É o caso da jornalista veterana Rosaria Capacchione, que reporta, desde o meio dos anos 1980, as mortes violentas, vidas breves e complexas finanças das principais famílias da Camorra. O ‘efeito Saviano’ acabou atingindo Rosaria, que, no início do ano, passou a contar com escolta policial depois que um réu da Camorra ameaçou-a de morte durante um julgamento – Saviano e o magistrado Raffaele Cantone, que já tinham proteção policial constante, também receberam ameaças na ocasião.

Sem liberdade

Rosaria, que trabalha para o diário Il Mattino, na província de Caserta, próxima a Nápoles, odeia a proteção policial. ‘Perdi toda a liberdade que tinha’, afirma. ‘O engraçado é que eu sofri ameaças bem mais sérias ao longo dos anos, mas não havia o ‘fenômeno Saviano’. O resto do mundo não sabia que a Camorra ou que os Casalesi [um dos principais clãs da Camorra] existiam. Eu trabalho com isso desde antes de Saviano nascer’, queixa-se. Saviano tem 29 anos.

Sob a Camorra, a região de Campânia, onde fica Nápoles, tornou-se o centro de uma rede criminosa internacional que envolve tráfico de drogas, depósitos de lixo tóxico, fraude e lavagem de dinheiro. Em seu recente livro, O Ouro da Camorra, Rosaria segue a carreira de quatro dos principais líderes dos Casalesi: Francesco Schiavone, Francesco Bidognetti, Michele Zagaria e Antonio Iovine. Os dois primeiros estão presos, cumprindo prisão perpétua; os dois últimos estão na lista dos principais procurados da Itália.

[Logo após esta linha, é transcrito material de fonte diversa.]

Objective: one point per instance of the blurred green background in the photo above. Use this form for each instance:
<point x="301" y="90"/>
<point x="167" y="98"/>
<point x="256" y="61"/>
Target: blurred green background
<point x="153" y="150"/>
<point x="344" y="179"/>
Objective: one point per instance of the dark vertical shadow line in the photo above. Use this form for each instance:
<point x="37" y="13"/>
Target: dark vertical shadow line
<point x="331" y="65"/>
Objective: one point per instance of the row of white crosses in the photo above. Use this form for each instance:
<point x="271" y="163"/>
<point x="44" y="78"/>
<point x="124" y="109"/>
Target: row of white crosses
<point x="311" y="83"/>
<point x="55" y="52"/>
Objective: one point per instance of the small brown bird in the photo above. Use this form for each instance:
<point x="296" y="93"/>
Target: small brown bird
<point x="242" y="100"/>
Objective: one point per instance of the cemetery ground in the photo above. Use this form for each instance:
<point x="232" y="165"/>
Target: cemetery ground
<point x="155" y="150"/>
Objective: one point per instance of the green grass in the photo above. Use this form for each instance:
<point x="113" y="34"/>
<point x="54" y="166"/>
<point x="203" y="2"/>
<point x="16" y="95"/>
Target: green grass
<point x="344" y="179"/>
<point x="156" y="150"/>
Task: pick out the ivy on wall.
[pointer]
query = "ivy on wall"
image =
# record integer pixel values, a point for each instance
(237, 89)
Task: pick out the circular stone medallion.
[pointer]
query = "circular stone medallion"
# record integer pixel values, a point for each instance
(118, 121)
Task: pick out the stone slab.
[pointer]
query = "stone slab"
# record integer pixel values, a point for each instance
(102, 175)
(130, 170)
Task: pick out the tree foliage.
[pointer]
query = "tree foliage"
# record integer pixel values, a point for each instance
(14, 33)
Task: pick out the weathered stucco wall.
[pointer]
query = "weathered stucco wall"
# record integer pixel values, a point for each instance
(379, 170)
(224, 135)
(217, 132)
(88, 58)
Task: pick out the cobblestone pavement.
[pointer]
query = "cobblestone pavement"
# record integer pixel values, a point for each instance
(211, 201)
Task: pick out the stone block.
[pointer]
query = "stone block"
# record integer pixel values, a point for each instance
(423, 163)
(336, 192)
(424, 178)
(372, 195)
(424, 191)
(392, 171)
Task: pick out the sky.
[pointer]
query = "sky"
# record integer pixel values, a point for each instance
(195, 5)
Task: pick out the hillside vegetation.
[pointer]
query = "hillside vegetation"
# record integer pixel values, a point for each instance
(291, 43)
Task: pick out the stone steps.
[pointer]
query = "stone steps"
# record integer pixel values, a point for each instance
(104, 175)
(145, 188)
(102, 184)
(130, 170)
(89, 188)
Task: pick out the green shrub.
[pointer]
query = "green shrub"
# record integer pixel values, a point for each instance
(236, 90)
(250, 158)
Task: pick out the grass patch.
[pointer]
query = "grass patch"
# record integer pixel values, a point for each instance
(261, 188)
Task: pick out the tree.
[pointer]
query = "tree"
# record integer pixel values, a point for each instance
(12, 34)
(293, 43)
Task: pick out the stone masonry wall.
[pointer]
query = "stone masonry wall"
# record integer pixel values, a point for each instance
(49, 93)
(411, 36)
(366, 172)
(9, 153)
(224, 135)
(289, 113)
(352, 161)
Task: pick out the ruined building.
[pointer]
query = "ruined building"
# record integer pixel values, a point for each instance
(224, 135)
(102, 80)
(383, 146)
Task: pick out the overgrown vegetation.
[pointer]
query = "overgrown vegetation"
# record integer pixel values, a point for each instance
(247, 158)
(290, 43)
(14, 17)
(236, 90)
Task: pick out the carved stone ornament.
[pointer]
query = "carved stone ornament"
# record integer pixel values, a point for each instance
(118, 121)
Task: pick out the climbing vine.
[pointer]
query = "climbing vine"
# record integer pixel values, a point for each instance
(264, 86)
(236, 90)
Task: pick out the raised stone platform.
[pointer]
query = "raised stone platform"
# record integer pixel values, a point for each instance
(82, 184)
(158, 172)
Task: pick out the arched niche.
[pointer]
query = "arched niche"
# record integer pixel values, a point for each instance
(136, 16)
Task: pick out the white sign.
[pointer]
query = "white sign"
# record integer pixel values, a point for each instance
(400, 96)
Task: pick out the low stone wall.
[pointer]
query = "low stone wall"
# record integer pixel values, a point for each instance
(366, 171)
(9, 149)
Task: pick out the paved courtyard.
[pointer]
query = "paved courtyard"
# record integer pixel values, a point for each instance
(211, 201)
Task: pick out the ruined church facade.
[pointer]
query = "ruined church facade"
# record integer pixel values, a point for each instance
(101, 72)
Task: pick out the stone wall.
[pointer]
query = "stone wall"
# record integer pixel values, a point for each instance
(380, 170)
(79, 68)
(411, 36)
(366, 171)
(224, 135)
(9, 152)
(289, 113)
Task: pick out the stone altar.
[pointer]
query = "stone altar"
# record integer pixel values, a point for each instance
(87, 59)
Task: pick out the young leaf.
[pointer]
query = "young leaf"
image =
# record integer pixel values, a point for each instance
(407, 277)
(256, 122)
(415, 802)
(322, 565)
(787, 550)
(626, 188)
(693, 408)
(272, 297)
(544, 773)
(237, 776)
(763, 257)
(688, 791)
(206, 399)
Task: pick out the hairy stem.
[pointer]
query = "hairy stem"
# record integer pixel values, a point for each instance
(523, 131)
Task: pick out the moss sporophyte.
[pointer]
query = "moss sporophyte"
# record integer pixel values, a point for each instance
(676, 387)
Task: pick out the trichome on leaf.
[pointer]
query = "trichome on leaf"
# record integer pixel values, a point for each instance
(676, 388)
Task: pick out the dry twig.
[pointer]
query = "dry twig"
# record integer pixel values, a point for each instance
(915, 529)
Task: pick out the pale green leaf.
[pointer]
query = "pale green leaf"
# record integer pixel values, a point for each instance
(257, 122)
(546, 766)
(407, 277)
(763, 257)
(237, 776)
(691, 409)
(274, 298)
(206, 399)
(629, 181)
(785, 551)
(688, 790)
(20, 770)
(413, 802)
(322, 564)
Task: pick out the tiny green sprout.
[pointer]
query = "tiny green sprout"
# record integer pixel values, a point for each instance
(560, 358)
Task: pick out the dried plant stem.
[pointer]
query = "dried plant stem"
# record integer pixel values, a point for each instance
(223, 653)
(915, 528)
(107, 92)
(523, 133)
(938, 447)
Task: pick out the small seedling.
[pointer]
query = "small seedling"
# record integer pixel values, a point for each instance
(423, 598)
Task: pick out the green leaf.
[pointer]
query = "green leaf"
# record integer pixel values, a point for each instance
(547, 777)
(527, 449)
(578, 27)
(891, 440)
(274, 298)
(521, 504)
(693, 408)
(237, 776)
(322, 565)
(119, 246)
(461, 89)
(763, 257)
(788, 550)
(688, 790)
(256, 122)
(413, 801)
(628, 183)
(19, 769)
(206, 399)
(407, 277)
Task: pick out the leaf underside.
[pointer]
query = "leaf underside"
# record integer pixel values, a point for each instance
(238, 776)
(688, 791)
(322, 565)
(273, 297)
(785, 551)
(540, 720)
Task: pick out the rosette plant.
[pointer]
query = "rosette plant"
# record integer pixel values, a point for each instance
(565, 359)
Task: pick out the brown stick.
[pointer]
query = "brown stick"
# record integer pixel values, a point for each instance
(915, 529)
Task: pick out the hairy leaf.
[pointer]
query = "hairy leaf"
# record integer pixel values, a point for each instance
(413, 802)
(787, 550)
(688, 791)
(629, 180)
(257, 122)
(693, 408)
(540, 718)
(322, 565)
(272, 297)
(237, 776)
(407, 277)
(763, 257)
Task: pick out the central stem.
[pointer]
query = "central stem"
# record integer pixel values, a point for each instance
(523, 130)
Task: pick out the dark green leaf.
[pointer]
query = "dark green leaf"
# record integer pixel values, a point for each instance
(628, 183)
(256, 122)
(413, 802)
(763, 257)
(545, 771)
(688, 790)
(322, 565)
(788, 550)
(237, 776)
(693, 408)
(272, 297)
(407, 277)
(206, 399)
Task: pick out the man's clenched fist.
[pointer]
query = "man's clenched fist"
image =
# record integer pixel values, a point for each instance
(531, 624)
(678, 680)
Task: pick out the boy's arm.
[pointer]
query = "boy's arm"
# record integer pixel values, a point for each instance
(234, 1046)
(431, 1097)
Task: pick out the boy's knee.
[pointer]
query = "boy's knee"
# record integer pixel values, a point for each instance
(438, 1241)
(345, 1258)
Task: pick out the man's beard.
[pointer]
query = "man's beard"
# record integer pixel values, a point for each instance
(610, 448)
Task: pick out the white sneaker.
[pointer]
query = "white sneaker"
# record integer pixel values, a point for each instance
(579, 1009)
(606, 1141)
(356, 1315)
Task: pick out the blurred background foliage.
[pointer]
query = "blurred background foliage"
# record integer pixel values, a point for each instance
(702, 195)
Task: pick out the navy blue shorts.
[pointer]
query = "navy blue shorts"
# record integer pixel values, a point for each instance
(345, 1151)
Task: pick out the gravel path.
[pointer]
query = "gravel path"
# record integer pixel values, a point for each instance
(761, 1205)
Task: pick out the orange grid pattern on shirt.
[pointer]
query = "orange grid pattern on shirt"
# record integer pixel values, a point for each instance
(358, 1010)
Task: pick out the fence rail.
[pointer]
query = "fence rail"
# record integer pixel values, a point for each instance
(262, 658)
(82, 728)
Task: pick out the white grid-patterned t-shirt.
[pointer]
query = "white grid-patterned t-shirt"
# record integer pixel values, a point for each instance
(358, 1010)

A jornalista usou suas apurações e transcrições de julgamentos para mostrar como os chefes da máfia se beneficiaram dos contratos para a construção de um trem de alta velocidade para Nápoles. Ela revela também como, por conta dos negócios obscuros da Camorra, a região tem altas taxas de viciados em cocaína e índices elevados de câncer. ‘Eu não queria escrever um livro’, diz ela, completando que foi praticamente forçada por sua editora a fazê-lo. Rosaria se vê como uma repórter, e fica desconfortável com o ‘circo da mídia’ montado em seu redor depois da ameaça que recebeu.

Prêmio roubado

Fato é que ela não é mais uma simples repórter anônima. No mês passado, Rosaria chegou em casa para encontrar seu apartamento, onde vive sozinha, todo revirado. Quase nada foi roubado. ‘Eles levaram um prêmio de jornalismo que eu tinha ganhado’, conta, ressaltando não saber o responsável pela bagunça.

Ela sabe que é difícil encontrar um culpado. Na terra da Camorra, os limites entre legalidade e ilegalidade não são claros. Não é raro encontrar personagens do crime organizado com parentes no sistema judiciário ou em outras atividades públicas. ‘Se você compra uma sentença, significa que alguém a vendeu’, diz a jornalista. Ainda que a máfia dependa menos de políticos hoje, ela afirma que há políticos que precisam da máfia para conseguir votos. Para os cidadãos comuns, fica difícil distinguir o certo do errado. Um estudo de 2007 concluiu que o crime organizado representa o maior segmento da economia italiana: 7% do produto interno bruto, ou US$ 127 bilhões anuais.

Rosaria diz que não sabe se há uma solução para o problema. ‘É complexo. Ao longo dos anos, eles prenderam centenas e centenas de pessoas’, lembra. Os membros dos clãs se renovam. Ela já acompanha a terceira geração de mafiosos, e lembra que, como jornalista, ‘é parte neutra’ da história. Ainda assim, ela sabe que, mesmo com proteção policial, a Camorra pode matá-la. Não tem intenção de mudar de trabalho, entretanto. ‘Meu plano é continuar fazendo o que sempre fiz’, conclui. Informações de Rachel Donadio [The New York Times, 29/11/08].